U.S. Senator Mark Pryor today said he is alarmed at the rate Mexican drug cartels are infiltrating and corrupting U.S. law enforcement in order to counter stepped-up border control measures. New data was produced by federal law enforcement officials during a hearing by the Homeland Security and Governmental Affairs Ad Hoc Subcommittee on State, Local and Private Sector Preparedness and Integration.
"At the southwest border we are battling Mexican drug cartels who are smuggling up to $25 billion of illegal drugs," Pryor said. "We cannot win this war at our borders unless we keep up with the evolving tactics employed by drug cartels. That means understanding the scope of their corruption efforts and taking significant steps to prevent U.S. law enforcement from being further infiltrated."

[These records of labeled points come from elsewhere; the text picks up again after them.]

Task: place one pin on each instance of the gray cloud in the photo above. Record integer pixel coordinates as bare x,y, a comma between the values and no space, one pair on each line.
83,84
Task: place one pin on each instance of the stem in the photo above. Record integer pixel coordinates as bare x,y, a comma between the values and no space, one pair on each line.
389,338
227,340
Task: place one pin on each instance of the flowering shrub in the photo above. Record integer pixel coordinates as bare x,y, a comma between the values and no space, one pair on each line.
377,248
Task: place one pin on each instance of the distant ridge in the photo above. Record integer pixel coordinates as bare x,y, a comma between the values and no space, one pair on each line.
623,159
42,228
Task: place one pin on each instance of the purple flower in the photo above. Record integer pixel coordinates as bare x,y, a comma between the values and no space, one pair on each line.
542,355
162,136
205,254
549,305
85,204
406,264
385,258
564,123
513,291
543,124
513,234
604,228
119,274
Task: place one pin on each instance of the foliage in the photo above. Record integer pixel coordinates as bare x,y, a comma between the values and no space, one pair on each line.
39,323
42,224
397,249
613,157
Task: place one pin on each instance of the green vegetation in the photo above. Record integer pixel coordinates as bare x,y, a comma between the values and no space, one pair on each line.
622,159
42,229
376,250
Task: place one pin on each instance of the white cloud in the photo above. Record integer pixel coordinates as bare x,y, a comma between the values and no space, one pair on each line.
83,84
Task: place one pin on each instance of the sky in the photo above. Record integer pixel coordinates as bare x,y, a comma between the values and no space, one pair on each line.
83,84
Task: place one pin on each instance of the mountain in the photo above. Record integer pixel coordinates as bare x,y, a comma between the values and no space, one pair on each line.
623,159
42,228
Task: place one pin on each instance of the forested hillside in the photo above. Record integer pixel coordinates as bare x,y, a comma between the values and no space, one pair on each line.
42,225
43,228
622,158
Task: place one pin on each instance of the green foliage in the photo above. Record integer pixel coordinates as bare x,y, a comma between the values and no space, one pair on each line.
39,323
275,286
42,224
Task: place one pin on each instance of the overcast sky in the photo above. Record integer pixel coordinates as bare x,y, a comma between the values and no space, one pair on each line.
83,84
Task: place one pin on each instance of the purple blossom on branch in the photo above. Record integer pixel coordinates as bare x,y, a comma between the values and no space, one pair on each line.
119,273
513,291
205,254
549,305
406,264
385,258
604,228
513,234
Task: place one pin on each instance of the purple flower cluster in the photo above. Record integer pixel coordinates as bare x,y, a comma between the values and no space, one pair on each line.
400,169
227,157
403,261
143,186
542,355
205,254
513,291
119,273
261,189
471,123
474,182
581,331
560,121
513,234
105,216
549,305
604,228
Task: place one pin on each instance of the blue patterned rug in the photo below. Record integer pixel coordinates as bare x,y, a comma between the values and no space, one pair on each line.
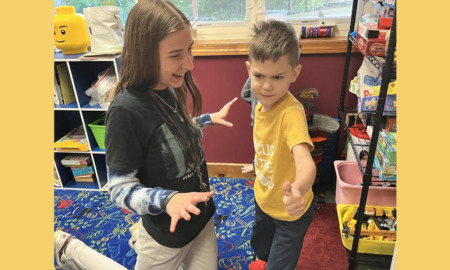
94,219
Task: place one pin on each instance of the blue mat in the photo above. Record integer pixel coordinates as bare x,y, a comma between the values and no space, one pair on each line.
94,219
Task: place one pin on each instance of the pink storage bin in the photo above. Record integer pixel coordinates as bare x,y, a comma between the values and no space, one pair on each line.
348,190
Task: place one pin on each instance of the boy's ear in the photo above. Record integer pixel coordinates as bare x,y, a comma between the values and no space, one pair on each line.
296,72
247,64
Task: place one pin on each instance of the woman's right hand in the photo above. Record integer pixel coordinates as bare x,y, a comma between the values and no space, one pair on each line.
182,204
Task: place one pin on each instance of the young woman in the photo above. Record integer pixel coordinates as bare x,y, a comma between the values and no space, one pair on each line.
154,156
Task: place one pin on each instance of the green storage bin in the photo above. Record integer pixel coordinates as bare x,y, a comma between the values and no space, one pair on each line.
98,129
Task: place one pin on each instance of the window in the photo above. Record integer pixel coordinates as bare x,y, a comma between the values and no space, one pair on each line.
231,19
124,5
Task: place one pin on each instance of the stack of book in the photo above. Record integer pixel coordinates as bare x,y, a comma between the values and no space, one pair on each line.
80,166
74,141
63,90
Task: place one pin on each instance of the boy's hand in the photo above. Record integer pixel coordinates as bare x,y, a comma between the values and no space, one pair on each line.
293,199
218,118
182,204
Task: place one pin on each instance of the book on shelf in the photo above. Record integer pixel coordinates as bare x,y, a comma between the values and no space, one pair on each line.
88,178
57,96
67,91
72,160
75,140
56,179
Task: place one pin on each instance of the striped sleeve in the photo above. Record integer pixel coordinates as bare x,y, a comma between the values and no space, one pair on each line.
126,191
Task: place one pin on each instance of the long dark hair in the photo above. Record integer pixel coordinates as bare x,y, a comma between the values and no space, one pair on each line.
149,22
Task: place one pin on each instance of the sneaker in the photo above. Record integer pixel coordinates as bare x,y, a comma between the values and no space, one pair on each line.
257,265
62,239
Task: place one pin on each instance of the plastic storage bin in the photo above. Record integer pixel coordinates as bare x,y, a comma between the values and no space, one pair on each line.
98,129
349,192
365,246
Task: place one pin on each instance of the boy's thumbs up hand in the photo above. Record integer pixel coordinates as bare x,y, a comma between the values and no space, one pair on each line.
293,199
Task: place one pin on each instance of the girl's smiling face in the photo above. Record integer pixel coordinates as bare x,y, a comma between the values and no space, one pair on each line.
175,56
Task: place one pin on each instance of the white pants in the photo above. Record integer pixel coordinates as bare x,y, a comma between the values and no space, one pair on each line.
200,254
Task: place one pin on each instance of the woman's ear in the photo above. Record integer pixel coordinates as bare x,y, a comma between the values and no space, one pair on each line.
296,72
247,64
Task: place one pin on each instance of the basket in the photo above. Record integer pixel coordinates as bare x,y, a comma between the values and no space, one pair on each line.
98,129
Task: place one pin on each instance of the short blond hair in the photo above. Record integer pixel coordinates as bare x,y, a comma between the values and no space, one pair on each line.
273,39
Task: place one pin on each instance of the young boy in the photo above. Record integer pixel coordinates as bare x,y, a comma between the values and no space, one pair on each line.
284,168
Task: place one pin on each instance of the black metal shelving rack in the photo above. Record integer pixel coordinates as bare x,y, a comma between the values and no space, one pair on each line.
386,70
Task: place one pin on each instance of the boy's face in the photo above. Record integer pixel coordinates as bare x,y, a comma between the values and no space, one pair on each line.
270,79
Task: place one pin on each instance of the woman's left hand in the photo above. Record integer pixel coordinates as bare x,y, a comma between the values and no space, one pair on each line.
218,118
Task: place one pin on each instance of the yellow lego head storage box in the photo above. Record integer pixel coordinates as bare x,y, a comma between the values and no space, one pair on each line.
71,34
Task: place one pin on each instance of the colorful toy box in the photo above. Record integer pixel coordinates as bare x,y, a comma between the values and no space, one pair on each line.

Pryor said he is particularly concerned about problems at the U.S. Customs and Border Protection (CBP), which has experienced a spike in internal corruption cases as a result of the agency's swift growth. According to testimony from Thomas Frost, Assistant Inspector General for Investigations at the Department of Homeland Security, there have been 129 arrests of corrupt CBP officers and agents since 2003. In 2009, there were 576 allegations of corruption in the CBP, 164 in Immigration and Customs Enforcement (ICE), 64 in the U.S. Bureau of Citizenship and Immigration Services (CIS), and 25 in the Transportation Security Administration (TSA).

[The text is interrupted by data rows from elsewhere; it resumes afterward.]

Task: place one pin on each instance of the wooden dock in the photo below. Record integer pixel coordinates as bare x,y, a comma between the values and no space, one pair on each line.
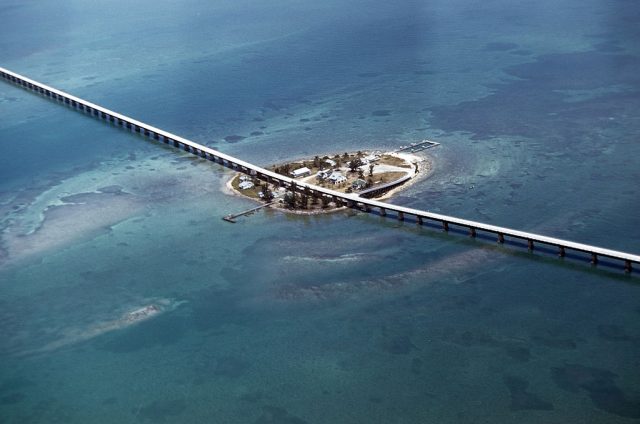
232,217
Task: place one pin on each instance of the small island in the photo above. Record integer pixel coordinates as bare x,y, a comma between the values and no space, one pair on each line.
369,174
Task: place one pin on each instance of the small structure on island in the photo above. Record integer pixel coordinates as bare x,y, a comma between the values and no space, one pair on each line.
324,174
359,184
301,172
370,158
337,178
246,185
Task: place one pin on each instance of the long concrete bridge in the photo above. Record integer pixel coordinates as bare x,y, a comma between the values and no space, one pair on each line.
588,253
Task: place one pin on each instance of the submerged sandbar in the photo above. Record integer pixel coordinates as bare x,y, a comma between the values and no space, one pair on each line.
370,174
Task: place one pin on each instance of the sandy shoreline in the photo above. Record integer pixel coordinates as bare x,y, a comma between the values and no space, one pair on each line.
425,169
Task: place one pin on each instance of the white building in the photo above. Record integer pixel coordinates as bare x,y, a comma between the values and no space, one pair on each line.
337,178
323,175
246,185
301,172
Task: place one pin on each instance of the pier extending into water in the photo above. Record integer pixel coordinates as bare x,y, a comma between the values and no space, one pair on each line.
591,254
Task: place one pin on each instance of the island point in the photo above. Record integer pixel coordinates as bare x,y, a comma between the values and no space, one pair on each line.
369,174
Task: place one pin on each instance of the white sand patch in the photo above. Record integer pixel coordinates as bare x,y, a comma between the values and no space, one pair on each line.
91,202
147,310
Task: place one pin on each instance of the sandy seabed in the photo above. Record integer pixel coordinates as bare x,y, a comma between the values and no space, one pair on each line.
425,169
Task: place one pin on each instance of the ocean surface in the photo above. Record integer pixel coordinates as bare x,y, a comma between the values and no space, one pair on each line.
341,318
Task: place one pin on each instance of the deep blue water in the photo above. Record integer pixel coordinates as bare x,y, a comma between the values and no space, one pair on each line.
344,318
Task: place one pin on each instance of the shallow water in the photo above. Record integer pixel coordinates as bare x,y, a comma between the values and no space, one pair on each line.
338,318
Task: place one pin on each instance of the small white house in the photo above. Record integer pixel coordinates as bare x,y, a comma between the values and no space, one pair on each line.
371,158
301,172
323,175
337,178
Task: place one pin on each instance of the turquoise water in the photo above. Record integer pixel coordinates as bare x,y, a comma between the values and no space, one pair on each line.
344,318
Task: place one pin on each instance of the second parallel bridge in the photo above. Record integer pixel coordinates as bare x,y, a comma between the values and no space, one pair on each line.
350,200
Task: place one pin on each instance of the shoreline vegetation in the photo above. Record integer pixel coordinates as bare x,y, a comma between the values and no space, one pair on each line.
372,174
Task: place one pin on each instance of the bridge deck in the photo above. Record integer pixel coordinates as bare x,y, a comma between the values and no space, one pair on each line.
352,200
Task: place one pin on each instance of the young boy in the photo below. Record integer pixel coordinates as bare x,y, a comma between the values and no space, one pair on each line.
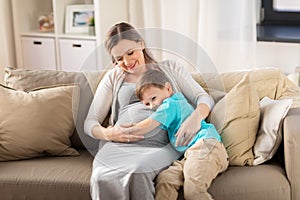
205,156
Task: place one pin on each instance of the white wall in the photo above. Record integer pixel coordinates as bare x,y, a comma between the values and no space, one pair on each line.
7,55
285,56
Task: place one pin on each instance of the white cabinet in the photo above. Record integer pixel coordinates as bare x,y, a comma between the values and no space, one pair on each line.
77,55
38,53
65,57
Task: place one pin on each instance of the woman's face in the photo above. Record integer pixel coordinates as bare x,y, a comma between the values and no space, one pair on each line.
129,55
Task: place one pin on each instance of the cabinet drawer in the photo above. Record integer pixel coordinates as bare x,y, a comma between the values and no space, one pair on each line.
76,55
38,53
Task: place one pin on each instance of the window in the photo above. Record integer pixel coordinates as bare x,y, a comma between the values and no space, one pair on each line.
281,12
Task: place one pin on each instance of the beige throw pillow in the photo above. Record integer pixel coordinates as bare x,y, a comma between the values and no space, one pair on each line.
37,123
236,117
270,135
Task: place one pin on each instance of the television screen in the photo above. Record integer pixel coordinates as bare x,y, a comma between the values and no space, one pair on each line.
286,5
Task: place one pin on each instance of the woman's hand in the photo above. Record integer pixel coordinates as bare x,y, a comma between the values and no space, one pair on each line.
117,134
191,125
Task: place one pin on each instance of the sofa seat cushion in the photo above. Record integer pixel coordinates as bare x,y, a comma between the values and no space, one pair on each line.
266,181
25,80
56,178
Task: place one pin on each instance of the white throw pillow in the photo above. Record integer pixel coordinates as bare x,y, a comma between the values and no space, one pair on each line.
269,135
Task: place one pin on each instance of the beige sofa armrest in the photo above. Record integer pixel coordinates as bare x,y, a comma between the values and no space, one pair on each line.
291,135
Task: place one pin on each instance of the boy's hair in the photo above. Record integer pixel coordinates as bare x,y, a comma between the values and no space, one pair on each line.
151,78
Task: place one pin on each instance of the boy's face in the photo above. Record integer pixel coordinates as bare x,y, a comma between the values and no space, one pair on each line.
154,96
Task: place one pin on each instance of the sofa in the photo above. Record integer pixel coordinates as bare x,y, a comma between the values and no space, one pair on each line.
43,173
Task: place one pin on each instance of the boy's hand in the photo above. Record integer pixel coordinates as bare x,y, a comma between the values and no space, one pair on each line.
119,134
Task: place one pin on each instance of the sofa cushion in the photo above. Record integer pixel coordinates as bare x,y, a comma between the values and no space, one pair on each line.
38,122
51,178
266,181
236,117
269,135
24,79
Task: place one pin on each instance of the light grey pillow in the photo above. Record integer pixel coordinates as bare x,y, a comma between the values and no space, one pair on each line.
269,135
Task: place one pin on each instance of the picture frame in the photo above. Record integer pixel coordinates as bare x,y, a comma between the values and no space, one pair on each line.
77,18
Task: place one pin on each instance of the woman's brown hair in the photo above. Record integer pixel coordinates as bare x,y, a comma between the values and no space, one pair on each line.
125,31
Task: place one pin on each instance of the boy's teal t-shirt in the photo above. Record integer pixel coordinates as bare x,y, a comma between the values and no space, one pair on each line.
172,113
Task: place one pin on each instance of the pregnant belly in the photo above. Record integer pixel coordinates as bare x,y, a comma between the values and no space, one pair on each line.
133,113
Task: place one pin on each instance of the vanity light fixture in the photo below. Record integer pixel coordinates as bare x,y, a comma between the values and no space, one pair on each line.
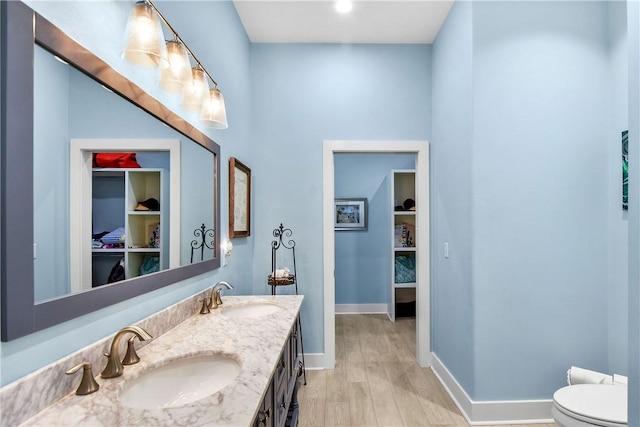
195,92
172,58
145,40
213,113
178,73
344,6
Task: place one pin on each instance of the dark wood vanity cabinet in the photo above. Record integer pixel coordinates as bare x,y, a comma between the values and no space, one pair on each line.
279,405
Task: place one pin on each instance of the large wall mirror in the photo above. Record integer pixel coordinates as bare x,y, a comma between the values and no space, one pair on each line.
61,103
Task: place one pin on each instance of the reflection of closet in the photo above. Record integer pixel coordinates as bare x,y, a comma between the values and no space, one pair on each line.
404,244
115,195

During the hearing, Pryor voiced concern that the CBP was not adequately screening job applicants. According to witness James Tomsheck, Assistant Commissioner in the Office of Internal Affairs at the CBP, less than 15 percent of applicants receive a polygraph test during the hiring process. Of those applicants who do receive a polygraph test, 60 percent are rendered unsuitable for hiring. Tomsheck also said that while CBP employees were required to undergo a background check every five years, the process was currently backlogged by 10,000 cases.
"A stringent hiring process and continuous background checks are absolutely necessary to prevent corruption, helping us weed out those who come in with bad intentions and to catch those who switch sides once hired. Going forward, we need to ensure that the CBP is utilizing all available tools to thwart the drug cartels' efforts."
During the hearing, several examples of U.S. law enforcement corruption by drug cartels were cited by witnesses. They include:
* One individual who gained employment as a border inspector for the specific purpose of trafficking in drugs. After importing more than 1000 kilograms of marijuana into the U.S. and receiving more than $5 million in bribe payments, this former public official pled guilty to one count of conspiracy.
* Two U.S. Customs and Border Protection Officers in Brownsville, TX who were assisting an illegal immigrant and narcotic smuggling organization. One of the officers was found with $85,250 in his residence.
* A Supervisory TSO who participated in the smuggling of narcotics through a checkpoint at a U.S. international airport. The Supervisory TSO was working with a conspirator who was the main organizer of an international smuggling operation.